Hola! Olá! Hello!




I think our job is to make the Anthropocene as short/thin as possible and to cultivate with each other in every way imaginable, epochs to come that can replenish refuge. Donna Haraway (2015, 160)



 I'm Ariela Parisi, a researcher, and educator from Rosario, Argentina, currently pursuing a Ph.D. at Rutgers University. My dissertation, "Paths of Memory in Latin American Speculative Fiction" explores the intersection of memory studies and speculative fiction in Latin America. I hold an M.A. in Spanish from Ohio University and post-graduate certificates in Cinema Studies, World Languages Teaching, and Afro-Latin American Studies from Rutgers University and Harvard University's Hutchins Center.

My areas of study are human rights, cinema studies, and speculative fiction in Latin America. I teach various courses, from Spanish as a second language to content classes such as Introduction to Hispanic Literature and Modernity and Identity in Hispanic America.

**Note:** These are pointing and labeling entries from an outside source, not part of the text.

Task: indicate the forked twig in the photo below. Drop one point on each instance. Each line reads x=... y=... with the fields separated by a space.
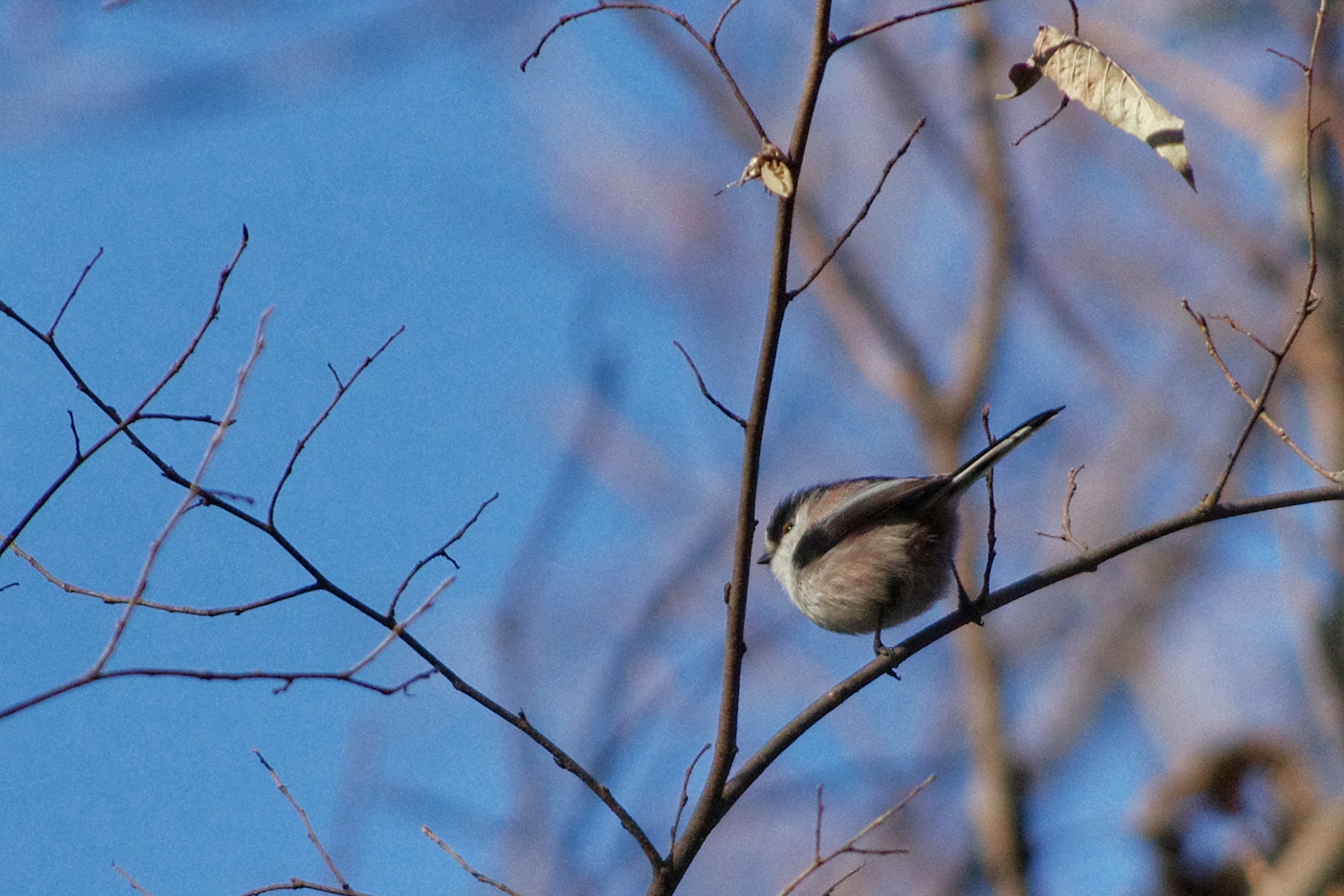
x=1066 y=522
x=1309 y=300
x=465 y=867
x=312 y=835
x=440 y=552
x=849 y=848
x=1237 y=389
x=188 y=500
x=151 y=605
x=120 y=423
x=863 y=213
x=395 y=632
x=705 y=390
x=724 y=16
x=321 y=582
x=342 y=387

My dissertation contends that speculation functions as a form of memory, as demonstrated in Latin American speculative texts that draw inspiration from the past to imagine possible futures. Specifically, my research delves into Afrofuturistic works from Brazil, ghost stories about dictatorships in the southern cone, and dystopian narratives that grapple with neoliberal-ecological disasters. As a writer and photographer, I incorporate visual culture from Latin America into my lessons and employ creative writing practices.